9 of 266 comments (clear)

  1. Yet another misleading title by Roland+Deschene · · Score: 3, Informative

    The article in question is not saying email is dying. In fact, it says email usage is growing:

    > Little wonder that while email continues to grow, other types of communication services are growing far faster.

    No, not "dying". Just perhaps not peoples first choice for today's on-line communications.

  2. Re:Actually by cashman73 · · Score: 2, Informative

    It's interesting to bring up Facebook here, because, while it does allow us a much better way to communicate with our friends, it also is not an "email killer". In fact, it makes integral use of email. I get emails all the time telling me that someone "commented on my status".

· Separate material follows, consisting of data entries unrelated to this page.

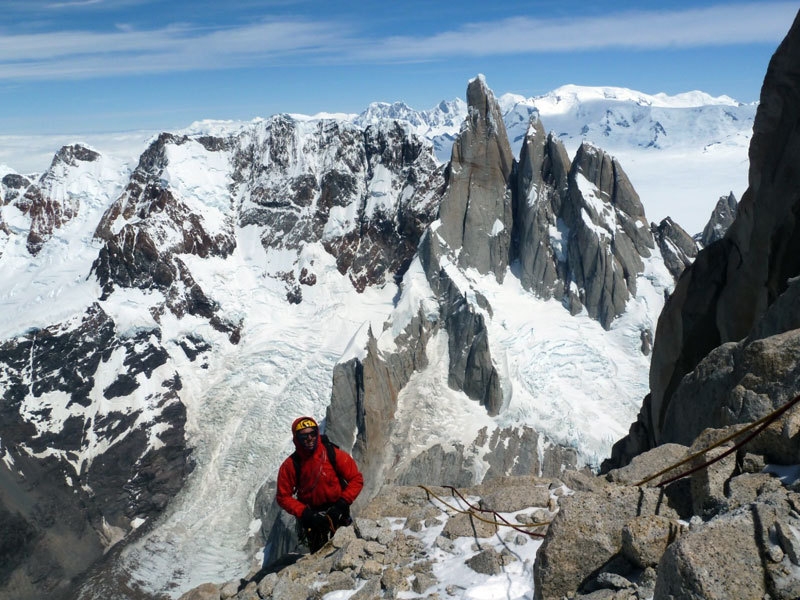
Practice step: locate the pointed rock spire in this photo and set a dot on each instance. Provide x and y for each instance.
(721, 219)
(608, 234)
(476, 211)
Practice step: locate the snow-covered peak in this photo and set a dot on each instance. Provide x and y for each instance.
(567, 97)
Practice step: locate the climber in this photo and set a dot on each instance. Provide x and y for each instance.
(317, 484)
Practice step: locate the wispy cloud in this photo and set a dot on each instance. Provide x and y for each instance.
(84, 54)
(712, 26)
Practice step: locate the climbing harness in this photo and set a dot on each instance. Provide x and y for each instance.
(473, 510)
(756, 427)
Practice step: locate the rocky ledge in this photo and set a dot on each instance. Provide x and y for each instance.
(407, 543)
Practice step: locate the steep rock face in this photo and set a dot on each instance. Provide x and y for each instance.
(542, 183)
(476, 211)
(580, 231)
(677, 247)
(722, 217)
(47, 203)
(152, 223)
(365, 194)
(724, 296)
(75, 460)
(608, 234)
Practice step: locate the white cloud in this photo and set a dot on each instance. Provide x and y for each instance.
(124, 50)
(710, 26)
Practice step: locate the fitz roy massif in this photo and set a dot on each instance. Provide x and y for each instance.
(471, 296)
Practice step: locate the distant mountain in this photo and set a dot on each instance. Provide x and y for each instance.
(681, 152)
(166, 321)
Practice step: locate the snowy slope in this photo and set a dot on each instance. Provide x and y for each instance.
(565, 376)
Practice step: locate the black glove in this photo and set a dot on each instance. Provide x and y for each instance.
(307, 518)
(314, 520)
(339, 511)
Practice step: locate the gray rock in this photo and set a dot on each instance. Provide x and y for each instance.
(677, 247)
(721, 219)
(422, 582)
(733, 290)
(476, 211)
(586, 534)
(608, 234)
(746, 488)
(462, 525)
(267, 585)
(337, 581)
(649, 463)
(514, 498)
(206, 591)
(708, 484)
(645, 539)
(718, 560)
(486, 562)
(229, 589)
(541, 187)
(369, 591)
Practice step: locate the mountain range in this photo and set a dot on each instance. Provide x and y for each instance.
(452, 290)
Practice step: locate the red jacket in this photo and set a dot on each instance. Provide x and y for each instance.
(319, 483)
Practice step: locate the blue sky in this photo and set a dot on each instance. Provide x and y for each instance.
(87, 66)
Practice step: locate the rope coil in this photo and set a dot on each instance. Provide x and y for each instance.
(758, 426)
(473, 510)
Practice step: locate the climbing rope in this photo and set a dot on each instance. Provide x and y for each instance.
(474, 510)
(756, 427)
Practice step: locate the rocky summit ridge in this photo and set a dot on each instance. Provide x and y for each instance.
(390, 286)
(696, 502)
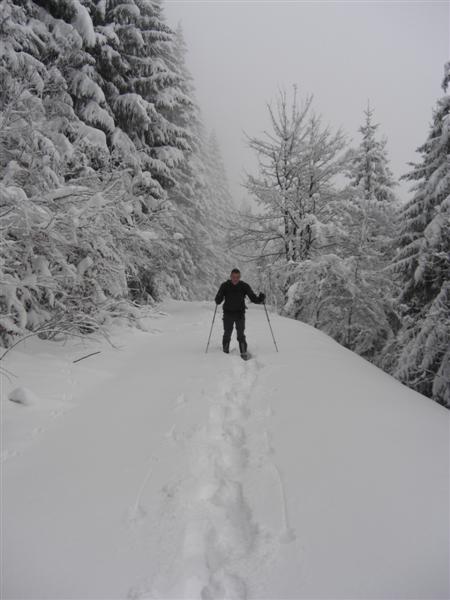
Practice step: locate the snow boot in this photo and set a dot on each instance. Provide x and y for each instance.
(243, 349)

  3. Re:Perhaps by John+Hasler · · Score: 4, Informative

    > We should not get rid of E-mail so much as improve it. E-mail could be easily
    > improved by adding ideas such as threading which would quite easily overcome > the complicated mess that is quoting.

    Everything needed for threading is already there in the "References:" header line and decent MUAs such as Gnus fully support it.

    --
    Warning: this article may contain humor, sarcasm, parody, and perhaps even irony. Read at your own risk.
  4. Re:Cloud computing: Fail! by peragrin · · Score: 2, Informative

    While most of my computers and my iPhone use the cloud email (Imap). My laptop is set to download it pop style. A script to move them and mark them as read is done. This way ihave the best of both worlds when email fails.

    --
    i thought once I was found, but it was only a dream.
  5. Re:Good. Now leave me alone. by nedlohs · · Score: 2, Informative

    No, email is best effort delivery.

  6. Re:Another overlooked e-mail strength by sineltor · · Score: 3, Informative

    To be fair, Wave is being developed as an open standard. Google is opening the protocol. They will also maintain an open source reference implementation for anyone to deploy in their own corner of the 'net.

    --
    'No publisher will ever pay you enough to successfully sue them' - Dave Sim
  7. Re:Another overlooked e-mail strength by LordLimecat · · Score: 2, Informative

    How is this different from Wave? Google may have put together the standard, but anyone can create their own Wave server with 0 ties to google. Its designed to be a replacement for SMTP in every way, including its non-reliance on a central authority.

  8. Re:Facebook would be more useful... by unapersson · · Score: 3, Informative

    There's a very subtle hide link next to them, you can remove all status messages related to specific games. It went away when they redesigned recently but it seems to be back again.

  9. Re:The Right Tool for the Right Job by JStegmaier · · Score: 2, Informative

    Google Wave is actually all three of those forms. I've had instant-messenger style chats on Wave between me and my boss. We've started using it to replace email in some situations (something that will open up once there are other Wave clients.) And, of course, you can broadcast the communication out to anyone in Wave, and even outside of it with certain robots.